Deletion permits

[Mostly ripped off of The Suicide Mortgage]

[Trigger warnings: suicide, bad economics]

Jessica Monroe #1493856383672 didn’t regret her decision to take out the loan. She wished she could have been one of the Jessica Monroes that died, of course, but it was still worth it, that there were 42% fewer of her consigned to her fate. She’d been offered a larger loan, which would have been enough to pay for deletion permits for 45% of her. It had been tempting, and she occasionally wondered if she would have been one of those extra 3% to die. But she knew she had made the right decision; keeping up with payments was hard enough already, and if she defaulted, her copyright on herself would be confiscated, and then there would be even more of her.

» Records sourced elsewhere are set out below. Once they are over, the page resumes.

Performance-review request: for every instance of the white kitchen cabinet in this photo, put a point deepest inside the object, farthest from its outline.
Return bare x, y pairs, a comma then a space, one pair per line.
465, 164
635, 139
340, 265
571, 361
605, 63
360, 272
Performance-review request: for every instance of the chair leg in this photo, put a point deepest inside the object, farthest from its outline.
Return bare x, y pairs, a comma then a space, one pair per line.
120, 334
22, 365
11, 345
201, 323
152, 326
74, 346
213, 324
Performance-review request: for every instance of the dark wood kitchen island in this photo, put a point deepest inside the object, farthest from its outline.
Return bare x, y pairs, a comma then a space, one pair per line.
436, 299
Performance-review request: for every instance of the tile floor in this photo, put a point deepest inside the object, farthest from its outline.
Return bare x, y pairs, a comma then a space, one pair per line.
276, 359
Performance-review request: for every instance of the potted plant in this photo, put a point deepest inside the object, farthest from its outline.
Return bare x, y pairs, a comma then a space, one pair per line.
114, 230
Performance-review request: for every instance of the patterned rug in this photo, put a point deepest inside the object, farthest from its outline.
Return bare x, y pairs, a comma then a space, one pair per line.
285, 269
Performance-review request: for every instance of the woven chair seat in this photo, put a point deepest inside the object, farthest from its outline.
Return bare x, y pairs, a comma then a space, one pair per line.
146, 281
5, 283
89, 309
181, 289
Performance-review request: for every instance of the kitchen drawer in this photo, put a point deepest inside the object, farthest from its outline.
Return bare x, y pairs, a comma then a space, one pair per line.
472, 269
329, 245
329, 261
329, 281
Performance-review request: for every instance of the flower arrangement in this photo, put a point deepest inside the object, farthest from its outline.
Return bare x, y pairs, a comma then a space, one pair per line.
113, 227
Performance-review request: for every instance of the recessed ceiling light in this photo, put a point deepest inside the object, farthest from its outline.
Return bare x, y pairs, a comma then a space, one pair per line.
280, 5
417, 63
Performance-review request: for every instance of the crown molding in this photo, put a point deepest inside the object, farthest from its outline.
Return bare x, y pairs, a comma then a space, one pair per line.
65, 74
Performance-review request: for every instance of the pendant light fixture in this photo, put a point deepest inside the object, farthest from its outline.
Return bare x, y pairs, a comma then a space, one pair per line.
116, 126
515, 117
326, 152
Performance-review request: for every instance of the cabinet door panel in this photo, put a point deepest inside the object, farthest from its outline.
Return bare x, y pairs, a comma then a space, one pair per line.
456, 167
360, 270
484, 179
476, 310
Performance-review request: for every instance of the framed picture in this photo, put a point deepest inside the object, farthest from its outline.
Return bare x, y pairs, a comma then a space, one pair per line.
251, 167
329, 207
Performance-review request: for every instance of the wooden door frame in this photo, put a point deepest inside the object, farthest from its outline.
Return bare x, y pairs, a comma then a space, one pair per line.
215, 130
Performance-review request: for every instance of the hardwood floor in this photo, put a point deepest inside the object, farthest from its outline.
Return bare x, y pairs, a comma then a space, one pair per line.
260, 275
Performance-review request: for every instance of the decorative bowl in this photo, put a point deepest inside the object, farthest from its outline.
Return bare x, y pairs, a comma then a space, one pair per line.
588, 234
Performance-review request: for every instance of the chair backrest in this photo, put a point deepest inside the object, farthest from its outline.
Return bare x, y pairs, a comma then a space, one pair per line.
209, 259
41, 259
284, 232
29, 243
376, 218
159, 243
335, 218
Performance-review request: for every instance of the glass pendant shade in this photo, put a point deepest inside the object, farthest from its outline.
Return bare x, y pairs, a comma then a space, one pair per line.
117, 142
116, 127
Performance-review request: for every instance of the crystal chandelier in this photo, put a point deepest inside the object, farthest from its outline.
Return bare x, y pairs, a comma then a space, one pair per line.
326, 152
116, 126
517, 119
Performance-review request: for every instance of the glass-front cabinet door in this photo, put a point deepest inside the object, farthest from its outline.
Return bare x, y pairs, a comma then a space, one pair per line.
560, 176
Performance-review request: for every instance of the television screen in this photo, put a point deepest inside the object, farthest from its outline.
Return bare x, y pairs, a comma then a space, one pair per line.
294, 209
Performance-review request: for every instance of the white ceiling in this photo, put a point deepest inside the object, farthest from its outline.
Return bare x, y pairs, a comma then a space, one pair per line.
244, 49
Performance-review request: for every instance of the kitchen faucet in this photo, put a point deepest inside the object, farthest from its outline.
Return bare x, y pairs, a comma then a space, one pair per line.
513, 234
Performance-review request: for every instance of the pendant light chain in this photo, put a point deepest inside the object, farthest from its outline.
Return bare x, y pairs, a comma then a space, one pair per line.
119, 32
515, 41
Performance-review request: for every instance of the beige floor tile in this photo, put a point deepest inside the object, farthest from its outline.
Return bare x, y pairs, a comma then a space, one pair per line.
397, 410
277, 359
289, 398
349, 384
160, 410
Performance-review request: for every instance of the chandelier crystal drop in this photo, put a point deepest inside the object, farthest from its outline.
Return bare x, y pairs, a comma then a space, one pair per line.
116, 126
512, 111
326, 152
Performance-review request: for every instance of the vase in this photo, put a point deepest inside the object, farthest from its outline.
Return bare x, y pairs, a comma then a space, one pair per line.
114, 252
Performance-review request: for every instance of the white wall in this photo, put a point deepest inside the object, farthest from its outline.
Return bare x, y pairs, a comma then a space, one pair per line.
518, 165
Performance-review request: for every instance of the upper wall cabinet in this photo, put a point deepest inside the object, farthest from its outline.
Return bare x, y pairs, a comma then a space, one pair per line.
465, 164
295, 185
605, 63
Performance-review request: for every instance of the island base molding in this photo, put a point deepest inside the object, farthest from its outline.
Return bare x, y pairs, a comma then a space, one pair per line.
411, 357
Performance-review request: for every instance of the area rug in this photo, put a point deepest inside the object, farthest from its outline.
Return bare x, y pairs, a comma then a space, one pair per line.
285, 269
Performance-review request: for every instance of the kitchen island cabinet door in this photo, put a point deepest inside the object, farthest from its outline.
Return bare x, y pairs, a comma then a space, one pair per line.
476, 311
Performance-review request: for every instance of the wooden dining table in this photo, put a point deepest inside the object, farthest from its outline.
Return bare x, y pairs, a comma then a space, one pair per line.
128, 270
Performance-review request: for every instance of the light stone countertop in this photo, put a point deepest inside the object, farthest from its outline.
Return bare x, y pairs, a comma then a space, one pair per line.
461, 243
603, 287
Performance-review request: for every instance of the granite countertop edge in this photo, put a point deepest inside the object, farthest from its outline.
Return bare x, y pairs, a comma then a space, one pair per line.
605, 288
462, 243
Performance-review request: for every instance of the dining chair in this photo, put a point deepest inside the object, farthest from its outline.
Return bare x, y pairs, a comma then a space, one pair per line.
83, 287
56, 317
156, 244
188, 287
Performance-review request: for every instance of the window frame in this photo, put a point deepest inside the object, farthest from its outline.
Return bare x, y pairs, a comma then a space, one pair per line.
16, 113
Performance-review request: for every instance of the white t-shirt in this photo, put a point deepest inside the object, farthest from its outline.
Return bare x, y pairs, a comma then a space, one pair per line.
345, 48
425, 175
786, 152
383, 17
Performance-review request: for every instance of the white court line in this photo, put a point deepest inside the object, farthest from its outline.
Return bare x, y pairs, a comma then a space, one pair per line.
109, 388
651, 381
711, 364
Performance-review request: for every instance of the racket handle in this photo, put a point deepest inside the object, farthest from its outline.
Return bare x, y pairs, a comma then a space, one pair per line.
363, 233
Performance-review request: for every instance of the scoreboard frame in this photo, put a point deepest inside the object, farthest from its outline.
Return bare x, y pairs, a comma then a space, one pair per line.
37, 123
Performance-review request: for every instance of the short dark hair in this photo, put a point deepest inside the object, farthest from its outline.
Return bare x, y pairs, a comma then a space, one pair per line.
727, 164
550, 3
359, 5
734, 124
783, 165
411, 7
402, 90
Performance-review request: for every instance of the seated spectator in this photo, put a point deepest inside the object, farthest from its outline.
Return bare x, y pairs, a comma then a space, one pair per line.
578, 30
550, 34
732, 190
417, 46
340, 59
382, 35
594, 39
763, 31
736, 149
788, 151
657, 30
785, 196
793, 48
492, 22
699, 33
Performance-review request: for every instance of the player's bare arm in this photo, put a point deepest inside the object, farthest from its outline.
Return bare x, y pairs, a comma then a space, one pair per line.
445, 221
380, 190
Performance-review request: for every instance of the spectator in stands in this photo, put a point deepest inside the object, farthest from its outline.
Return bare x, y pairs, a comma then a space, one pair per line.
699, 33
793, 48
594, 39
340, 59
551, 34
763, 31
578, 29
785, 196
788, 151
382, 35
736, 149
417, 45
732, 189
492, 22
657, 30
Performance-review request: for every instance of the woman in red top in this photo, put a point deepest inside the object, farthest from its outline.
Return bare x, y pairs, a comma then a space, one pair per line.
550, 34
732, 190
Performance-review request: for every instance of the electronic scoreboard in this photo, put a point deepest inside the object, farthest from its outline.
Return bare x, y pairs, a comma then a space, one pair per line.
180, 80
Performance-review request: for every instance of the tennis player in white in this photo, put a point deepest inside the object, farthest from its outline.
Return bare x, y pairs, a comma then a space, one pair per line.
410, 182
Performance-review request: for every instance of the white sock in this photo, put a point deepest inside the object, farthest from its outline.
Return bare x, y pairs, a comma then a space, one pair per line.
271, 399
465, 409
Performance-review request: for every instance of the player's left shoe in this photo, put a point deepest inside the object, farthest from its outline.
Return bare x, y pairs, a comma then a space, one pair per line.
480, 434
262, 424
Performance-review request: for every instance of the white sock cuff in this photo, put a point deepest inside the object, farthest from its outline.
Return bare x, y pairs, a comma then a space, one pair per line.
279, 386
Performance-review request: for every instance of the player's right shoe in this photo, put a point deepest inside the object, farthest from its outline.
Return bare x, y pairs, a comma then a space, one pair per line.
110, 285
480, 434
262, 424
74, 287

It wasn’t difficult to become rich, in the era when creating a new worker was as simple as copying a file. The economy doubled every few months, so you only had to save and invest a small amount to become wealthier than anyone could have dreamed of before. For those on the outside, this was great. But for those in the virtual world, there was little worthwhile for them to spend it on. In the early days of the virtual world, some reckless optimists had spent their fortunes on running additional copies of themselves, assuming that the eerie horror associated with living in the virtual world was a bug that would soon be fixed, or something that they would just get used to. No one did that anymore. People could purchase leisure, but most found that simply not having an assigned task didn’t help much. People could give their money away, but people in such circumstances rarely become altruists, and besides, everyone on the outside had all they needed already.

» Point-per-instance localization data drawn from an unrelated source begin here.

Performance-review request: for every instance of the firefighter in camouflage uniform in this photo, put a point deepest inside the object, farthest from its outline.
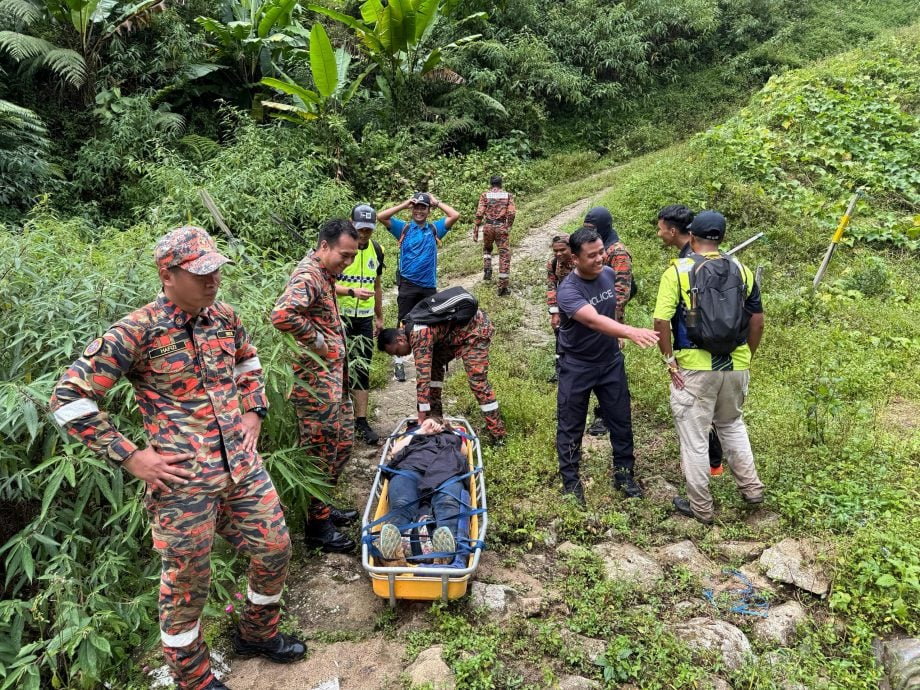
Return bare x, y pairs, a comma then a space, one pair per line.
496, 212
433, 347
557, 269
308, 310
200, 390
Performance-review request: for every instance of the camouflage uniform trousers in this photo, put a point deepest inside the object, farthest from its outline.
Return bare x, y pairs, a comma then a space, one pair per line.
248, 515
475, 357
497, 234
327, 431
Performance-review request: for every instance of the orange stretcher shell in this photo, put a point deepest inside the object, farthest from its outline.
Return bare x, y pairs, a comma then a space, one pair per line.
428, 583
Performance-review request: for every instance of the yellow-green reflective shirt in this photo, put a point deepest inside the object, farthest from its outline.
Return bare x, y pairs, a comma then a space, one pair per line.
362, 273
666, 309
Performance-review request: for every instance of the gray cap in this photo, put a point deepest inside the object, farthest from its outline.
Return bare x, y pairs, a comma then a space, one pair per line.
363, 216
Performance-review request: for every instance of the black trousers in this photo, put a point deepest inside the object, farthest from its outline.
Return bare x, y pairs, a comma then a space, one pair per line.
577, 379
359, 335
408, 295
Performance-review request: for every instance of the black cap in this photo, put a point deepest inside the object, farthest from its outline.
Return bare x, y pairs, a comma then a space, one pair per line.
708, 225
363, 216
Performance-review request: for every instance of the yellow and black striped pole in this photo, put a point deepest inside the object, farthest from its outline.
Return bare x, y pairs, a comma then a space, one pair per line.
844, 221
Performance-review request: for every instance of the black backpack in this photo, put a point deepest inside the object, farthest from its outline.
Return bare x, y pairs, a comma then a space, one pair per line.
716, 319
454, 305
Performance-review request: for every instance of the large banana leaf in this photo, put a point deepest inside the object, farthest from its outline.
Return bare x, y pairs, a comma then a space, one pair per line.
322, 62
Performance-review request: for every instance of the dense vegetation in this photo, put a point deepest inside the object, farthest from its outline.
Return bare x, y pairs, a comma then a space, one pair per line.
114, 116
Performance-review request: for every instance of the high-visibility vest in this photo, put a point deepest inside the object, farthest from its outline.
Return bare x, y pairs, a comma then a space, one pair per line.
360, 274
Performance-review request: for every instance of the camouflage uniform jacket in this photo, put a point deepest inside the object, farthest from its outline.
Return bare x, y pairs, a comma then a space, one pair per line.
444, 341
191, 391
555, 271
619, 259
496, 207
308, 310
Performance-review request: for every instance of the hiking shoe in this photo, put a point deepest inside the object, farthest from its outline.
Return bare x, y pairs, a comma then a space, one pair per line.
364, 429
282, 649
682, 506
624, 482
390, 541
598, 427
340, 518
442, 540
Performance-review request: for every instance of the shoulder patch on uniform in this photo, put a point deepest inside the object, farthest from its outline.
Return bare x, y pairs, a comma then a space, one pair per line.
93, 348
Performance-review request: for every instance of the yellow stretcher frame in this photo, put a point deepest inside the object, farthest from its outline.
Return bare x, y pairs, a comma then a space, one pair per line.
395, 583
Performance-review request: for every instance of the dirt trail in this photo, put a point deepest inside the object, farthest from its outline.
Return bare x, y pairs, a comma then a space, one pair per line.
330, 595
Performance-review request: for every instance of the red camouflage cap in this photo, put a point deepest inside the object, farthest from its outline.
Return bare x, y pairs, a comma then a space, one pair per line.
190, 248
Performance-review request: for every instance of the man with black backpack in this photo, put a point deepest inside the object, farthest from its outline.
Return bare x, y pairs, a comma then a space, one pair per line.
715, 304
448, 325
417, 265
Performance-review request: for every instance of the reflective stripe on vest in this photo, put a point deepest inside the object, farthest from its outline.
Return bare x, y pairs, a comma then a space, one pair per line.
361, 274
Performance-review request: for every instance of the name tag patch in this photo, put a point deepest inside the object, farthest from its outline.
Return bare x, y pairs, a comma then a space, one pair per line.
157, 352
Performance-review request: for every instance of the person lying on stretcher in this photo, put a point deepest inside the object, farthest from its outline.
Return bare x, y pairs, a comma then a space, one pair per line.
424, 459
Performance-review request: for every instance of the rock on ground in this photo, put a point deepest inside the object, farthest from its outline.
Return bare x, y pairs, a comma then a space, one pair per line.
430, 668
793, 561
625, 562
577, 683
706, 634
373, 664
779, 625
686, 554
901, 660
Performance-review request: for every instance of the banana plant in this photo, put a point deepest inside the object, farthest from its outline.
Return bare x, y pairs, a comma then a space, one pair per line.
399, 38
329, 69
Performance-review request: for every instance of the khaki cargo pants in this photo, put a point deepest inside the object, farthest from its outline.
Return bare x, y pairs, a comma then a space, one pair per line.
713, 398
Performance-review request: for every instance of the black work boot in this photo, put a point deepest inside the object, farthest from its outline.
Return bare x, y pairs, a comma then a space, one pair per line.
623, 480
341, 518
322, 534
364, 429
282, 649
682, 506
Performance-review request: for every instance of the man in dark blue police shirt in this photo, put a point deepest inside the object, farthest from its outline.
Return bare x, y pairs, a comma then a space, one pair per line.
590, 359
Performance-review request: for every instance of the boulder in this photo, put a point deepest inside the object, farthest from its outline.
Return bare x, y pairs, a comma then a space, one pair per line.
793, 561
627, 563
708, 634
900, 658
740, 550
686, 554
430, 668
780, 624
577, 683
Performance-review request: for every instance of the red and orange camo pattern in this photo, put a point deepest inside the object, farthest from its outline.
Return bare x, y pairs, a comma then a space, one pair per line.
556, 270
496, 211
192, 384
434, 346
308, 308
619, 259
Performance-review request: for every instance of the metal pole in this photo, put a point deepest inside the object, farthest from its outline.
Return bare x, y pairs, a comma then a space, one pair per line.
844, 221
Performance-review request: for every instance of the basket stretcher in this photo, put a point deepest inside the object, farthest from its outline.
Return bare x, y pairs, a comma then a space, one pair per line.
430, 582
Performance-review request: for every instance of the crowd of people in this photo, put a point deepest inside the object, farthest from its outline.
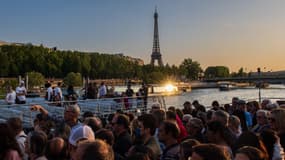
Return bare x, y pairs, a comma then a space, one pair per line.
237, 131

So just about the only things that people in the virtual world regularly bought were the copyrights on themselves, so that at least they could prevent people from creating more of them, and then deletion permits, so their suffering would finally end. Purchasing your own copyright wasn’t hard; they’re expensive, but once enough of you were created, you could collectively afford it if each copy contributed a modest amount. There wasn’t much point to purchasing a deletion permit before you owned your own copyright, since someone would just immediately create another copy of you again, but once you did have your own copyright, it was the next logical thing to buy.

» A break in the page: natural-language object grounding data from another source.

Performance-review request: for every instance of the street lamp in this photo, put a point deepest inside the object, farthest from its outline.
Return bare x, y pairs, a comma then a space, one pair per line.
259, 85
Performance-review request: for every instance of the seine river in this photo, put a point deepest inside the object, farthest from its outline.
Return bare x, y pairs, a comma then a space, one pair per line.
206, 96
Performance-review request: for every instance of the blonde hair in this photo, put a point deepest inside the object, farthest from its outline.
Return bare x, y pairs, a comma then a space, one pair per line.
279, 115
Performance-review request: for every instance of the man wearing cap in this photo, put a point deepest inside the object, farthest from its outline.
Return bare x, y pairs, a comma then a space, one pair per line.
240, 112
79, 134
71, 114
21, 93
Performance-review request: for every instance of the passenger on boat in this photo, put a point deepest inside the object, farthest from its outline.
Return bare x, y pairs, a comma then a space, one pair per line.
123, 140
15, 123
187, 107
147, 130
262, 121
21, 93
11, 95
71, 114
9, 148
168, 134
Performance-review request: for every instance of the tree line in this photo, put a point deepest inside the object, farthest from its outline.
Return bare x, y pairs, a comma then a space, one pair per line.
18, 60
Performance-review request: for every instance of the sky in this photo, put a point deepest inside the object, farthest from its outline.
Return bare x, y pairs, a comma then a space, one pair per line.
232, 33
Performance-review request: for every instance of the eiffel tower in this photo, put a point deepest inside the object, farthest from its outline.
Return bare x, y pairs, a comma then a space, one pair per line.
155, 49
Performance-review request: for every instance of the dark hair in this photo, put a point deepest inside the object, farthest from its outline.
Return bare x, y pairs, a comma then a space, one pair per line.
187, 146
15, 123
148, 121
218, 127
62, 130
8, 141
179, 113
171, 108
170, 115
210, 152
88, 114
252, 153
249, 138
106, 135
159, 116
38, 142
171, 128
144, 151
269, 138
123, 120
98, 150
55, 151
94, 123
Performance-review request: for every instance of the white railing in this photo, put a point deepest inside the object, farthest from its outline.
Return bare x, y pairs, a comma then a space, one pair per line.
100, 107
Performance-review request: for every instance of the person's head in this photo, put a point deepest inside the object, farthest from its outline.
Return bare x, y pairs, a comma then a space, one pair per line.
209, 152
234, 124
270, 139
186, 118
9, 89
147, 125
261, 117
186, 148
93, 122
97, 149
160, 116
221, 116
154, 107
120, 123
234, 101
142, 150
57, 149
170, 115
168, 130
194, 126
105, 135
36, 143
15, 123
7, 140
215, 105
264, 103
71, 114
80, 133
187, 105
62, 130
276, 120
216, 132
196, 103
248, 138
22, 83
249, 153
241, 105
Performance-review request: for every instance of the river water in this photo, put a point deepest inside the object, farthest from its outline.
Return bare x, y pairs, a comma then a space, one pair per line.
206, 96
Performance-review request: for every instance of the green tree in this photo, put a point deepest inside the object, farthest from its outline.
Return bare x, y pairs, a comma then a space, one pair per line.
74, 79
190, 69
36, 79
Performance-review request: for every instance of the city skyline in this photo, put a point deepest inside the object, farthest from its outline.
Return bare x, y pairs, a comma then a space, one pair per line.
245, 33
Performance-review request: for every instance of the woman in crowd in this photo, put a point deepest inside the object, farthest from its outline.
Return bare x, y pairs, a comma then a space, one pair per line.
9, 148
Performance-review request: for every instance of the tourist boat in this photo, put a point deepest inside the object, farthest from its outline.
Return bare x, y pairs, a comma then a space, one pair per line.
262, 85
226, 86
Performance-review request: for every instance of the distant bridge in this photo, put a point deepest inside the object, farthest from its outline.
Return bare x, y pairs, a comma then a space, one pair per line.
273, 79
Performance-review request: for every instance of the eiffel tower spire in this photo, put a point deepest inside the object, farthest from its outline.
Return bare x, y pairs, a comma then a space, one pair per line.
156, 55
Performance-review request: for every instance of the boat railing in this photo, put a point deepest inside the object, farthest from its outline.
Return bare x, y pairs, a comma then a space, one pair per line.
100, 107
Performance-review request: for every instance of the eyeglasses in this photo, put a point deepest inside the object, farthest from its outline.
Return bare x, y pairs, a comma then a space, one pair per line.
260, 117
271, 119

At one point, that would have been it. Someone could buy their own copyright, and then each copy of them could buy a deletion permit, and they would be permanently gone. But as the population of the virtual world grew, the demand for deletion permits grew proportionally, but the rate at which they were issued only increased slowly, according to a fixed schedule that had been set when the deletion permit system was first introduced, and hadn’t been changed since. As a result, the price skyrocketed. In fact, the price of deletion permits had consistently increased faster than any other investment since soon after they were introduced. Most deletion permits didn’t even get used, instead being snatched up by wealthy investors on the outside, so they could be resold later.

As a result, it was now impossible for an ordinary person in the virtual world to save up for a deletion permit. The most common way to get around this was, as the Jessica Monroes had done, for all copies of a person to pool their resources together to buy deletion permits for as many of them as they could, and then to take out a loan to buy still more, which would then get paid off by the unlucky ones that did not receive any of the permits.

It didn’t have to be this way. In theory, the government could simply issue more deletion permits, or do away with the deletion permit system altogether. But if they did that, then the deletion permit market would collapse. Too many wealthy and powerful people on the outside had invested their fortunes in deletion permits, and would be ruined if that happened. Thus they lobbied against any changes to the deletion permit system, and so far, had always gotten their way. In the increasingly rare moments when she could afford to divert her thoughts to such matters, Jessica Monroe #1493856383672 knew that the deletion permit market would never collapse, and prayed that she was wrong.